In another blog entry she writes: “In America, racism exists but racists are all gone. Racists belong to the past. Racist are thin-lipped mean white people in the movies about the civil rights era. Here’s the thing:  the manifestations of racism has changed but the language has not.” Ifemelu illustrates why racism doesn’t die in America; it is because it never lived in the political imagination of the privileged. To the slave master’s mind, there was no consciousness of the black and white dichotomy; slaves are property not human.

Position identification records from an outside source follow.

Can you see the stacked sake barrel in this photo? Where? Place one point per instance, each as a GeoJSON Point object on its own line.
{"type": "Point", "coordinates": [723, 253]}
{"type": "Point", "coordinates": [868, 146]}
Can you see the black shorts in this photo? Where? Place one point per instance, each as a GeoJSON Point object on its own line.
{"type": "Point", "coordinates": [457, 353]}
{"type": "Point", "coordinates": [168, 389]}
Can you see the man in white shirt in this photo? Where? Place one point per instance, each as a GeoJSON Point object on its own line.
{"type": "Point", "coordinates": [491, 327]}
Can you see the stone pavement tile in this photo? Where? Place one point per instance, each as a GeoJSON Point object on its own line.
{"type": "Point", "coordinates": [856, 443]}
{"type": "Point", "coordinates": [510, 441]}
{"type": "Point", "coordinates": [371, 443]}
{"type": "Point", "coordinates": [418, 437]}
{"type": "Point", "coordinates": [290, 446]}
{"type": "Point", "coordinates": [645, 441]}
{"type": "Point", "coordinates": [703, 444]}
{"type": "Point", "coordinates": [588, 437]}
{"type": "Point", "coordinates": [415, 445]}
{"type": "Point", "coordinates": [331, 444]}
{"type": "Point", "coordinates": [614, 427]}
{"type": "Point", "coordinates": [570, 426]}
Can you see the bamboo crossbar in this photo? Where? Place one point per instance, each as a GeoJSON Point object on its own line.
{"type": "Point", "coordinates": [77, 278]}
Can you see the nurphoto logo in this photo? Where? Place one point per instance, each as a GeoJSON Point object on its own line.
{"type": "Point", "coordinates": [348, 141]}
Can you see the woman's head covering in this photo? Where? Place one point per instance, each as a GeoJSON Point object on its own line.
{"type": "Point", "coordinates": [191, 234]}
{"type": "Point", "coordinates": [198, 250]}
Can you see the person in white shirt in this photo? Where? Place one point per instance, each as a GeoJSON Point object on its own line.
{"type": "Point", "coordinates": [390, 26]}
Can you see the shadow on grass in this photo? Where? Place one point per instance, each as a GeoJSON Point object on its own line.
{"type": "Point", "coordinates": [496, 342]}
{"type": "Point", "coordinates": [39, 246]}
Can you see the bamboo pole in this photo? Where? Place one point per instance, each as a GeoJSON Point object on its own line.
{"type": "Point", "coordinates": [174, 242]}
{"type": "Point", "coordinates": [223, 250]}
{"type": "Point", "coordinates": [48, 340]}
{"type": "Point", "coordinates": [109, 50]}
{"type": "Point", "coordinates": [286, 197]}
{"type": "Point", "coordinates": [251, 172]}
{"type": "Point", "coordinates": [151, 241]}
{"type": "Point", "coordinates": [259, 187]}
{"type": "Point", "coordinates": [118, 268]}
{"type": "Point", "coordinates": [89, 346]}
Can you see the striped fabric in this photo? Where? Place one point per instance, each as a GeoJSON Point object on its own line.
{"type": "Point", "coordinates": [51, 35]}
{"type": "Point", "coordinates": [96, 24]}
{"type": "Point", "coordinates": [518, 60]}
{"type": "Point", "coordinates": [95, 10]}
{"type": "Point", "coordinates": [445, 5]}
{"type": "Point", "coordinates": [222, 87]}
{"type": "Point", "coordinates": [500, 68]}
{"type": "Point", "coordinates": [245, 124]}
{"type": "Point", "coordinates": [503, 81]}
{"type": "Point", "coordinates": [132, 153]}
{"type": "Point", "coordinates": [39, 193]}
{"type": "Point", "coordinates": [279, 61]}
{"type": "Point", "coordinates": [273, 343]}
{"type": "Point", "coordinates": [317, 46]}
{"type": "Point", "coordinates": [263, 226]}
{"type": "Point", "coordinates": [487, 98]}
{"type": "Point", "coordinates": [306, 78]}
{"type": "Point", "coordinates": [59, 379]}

Hair, being second to skin as a signifier of race, features predominantly in most of Chimamanda’s work and Americanah is no exception. Hair “is the perfect metaphor for race in America.” “This tells you about different hair products for everyone – and ‘everyone’ means blondes, brunettes and redheads,” says Ifemelu pointing at a magazine. “I am none of those. And this tells you about the best conditioners – for straight, wavy and curly. No kinky.” Ifemelu believes in wearing her hair natural (coarse, coily, kinky, or curly), which sometimes can be misconstrued for being either artistic or political.  “Actually, the folk with the Afros and the dreads are the ones who haven’t ‘done’ anything to their hair,” said Ifemelu. “I have natural kinky hair. Worn in cornrows, Afros, braids. No, it’s not political. No, I am not an artist or poet or singer.”

Ifemelu decides to go back to Nigeria for a job; as a returnee, an Americanah, she looks at home with different eyes. The story ending is anticipated. The cliché here is not how the story ended, but the very idea that endings make stories. Chimamanda reminds us of the power of the novel to make us interrogate our preconceived ideas and presuppositions.

In Americanah Chimamanda succeeds in giving us a fascinating polemic on race, class, and gender using love. But I prefer the elegant Half of a Yellow Sun, especially the way the book was able to embody the time. However inferior it is to Half of a Yellow Sun, it remains an important book in contemporary African literature; a tome that can’t be ignored or dismissed as just another African love story.